店頭POP
今の気分に合う一冊かも
気分、読みどころ、向いている読者を店頭POPのようにまとめました。
- こんな時に
- 戦争の悲劇と個人の選択を、物語として深く受け止めたい時
- 刺さるポイント
- 女性狙撃兵セラフィマの復讐心が、戦場で何を敵と呼ぶのかという問いへ変わっていく
- 向いている人
- 重厚な歴史小説や、戦争の中の人間ドラマを読みたい人
Reading Notes
読みどころメモ
今日は、逢坂冬馬さんの『同志少女よ、敵を撃て』をご紹介します。
この作品は、第二次世界大戦下の独ソ戦を背景に、家族を奪われた少女が狙撃兵として戦場へ向かう姿を描いた歴史小説です。物語の中心にいるのは、モスクワ近郊の村で母と暮らしていたセラフィマ。ドイツ軍の襲撃によって日常を破壊された彼女は、赤軍の女性兵士イリーナに救われ、復讐のために訓練学校で狙撃の技術を身につけていきます。
序盤は、理不尽な暴力によって人生を変えられた少女の怒りが強く前面に出ます。けれども物語が進むほど、敵を撃つことの意味は単純な復讐では済まなくなっていきます。同じように家族を失い、戦うことを選んだ女性たちとの関係、命令に従う軍隊の論理、戦場で積み重なる死。それらがセラフィマの視界を広げ、何を憎み、何に抗うべきなのかという問いへつながっていきます。

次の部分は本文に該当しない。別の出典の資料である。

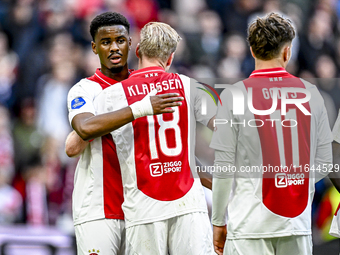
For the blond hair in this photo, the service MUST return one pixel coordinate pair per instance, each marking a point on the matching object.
(267, 35)
(158, 40)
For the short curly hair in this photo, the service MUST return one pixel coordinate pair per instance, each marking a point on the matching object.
(108, 19)
(267, 35)
(158, 40)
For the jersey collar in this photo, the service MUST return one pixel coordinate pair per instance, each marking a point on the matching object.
(269, 72)
(147, 70)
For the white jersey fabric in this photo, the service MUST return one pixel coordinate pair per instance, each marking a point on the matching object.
(267, 203)
(98, 191)
(335, 225)
(156, 153)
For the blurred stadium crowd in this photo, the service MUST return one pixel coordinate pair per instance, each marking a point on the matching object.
(45, 49)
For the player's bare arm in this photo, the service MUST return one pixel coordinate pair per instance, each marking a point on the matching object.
(219, 236)
(206, 178)
(89, 126)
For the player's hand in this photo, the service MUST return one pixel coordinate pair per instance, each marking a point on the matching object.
(163, 103)
(219, 237)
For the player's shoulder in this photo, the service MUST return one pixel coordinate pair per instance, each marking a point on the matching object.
(86, 85)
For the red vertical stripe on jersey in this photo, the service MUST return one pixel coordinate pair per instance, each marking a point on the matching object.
(279, 193)
(112, 180)
(152, 178)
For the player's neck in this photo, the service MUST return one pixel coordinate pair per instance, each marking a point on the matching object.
(268, 64)
(124, 74)
(147, 62)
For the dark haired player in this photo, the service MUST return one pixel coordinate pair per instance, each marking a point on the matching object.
(270, 214)
(98, 193)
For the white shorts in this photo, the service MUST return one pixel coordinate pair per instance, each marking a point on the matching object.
(301, 245)
(182, 235)
(105, 236)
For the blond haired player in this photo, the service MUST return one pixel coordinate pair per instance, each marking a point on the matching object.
(164, 206)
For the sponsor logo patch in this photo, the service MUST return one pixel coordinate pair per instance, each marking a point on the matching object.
(93, 252)
(77, 103)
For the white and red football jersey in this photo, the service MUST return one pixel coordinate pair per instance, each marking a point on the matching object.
(98, 190)
(156, 153)
(275, 155)
(335, 225)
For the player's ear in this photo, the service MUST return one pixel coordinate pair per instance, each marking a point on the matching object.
(170, 59)
(94, 47)
(137, 51)
(286, 53)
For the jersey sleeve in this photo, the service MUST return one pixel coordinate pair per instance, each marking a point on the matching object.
(336, 129)
(225, 135)
(323, 156)
(80, 98)
(203, 104)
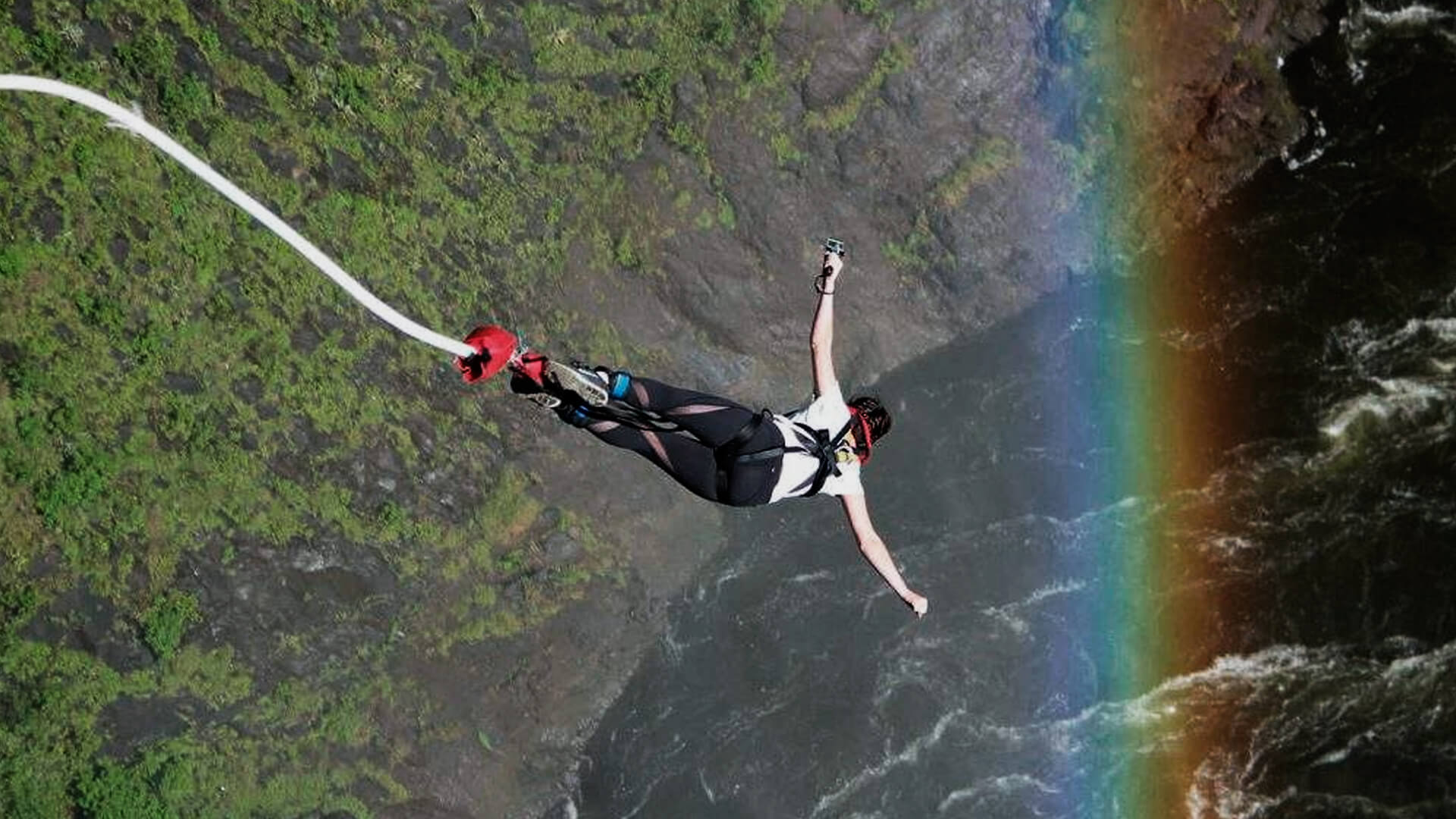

本作の読み応えは、戦闘場面の迫力だけにありません。狙撃兵としての訓練や前線の緊張感を描きながら、その内側で、国家、性別、復讐、友情、尊厳といった重いテーマをじっくり掘り下げていきます。登場人物たちは英雄として単純に持ち上げられるのではなく、恐怖や迷いを抱えたまま選択を迫られます。その人間らしさが、歴史の大きなうねりの中にある個人の痛みを際立たせています。
読後に残るのは、敵とは誰なのかという問いです。引き金を引く相手だけが敵なのか。戦争を続ける構造そのものなのか。あるいは、人の尊厳を奪う考え方なのか。セラフィマの視線を通して、読者はその問いを自分の中にも引き受けることになります。
『同志少女よ、敵を撃て』は、重厚な歴史小説でありながら、少女たちの絆と成長を描く物語でもあります。戦争ものに苦手意識がある人にも、ひとりの人間が喪失から何を見つめ直すのかというドラマとして、強く届く一冊です。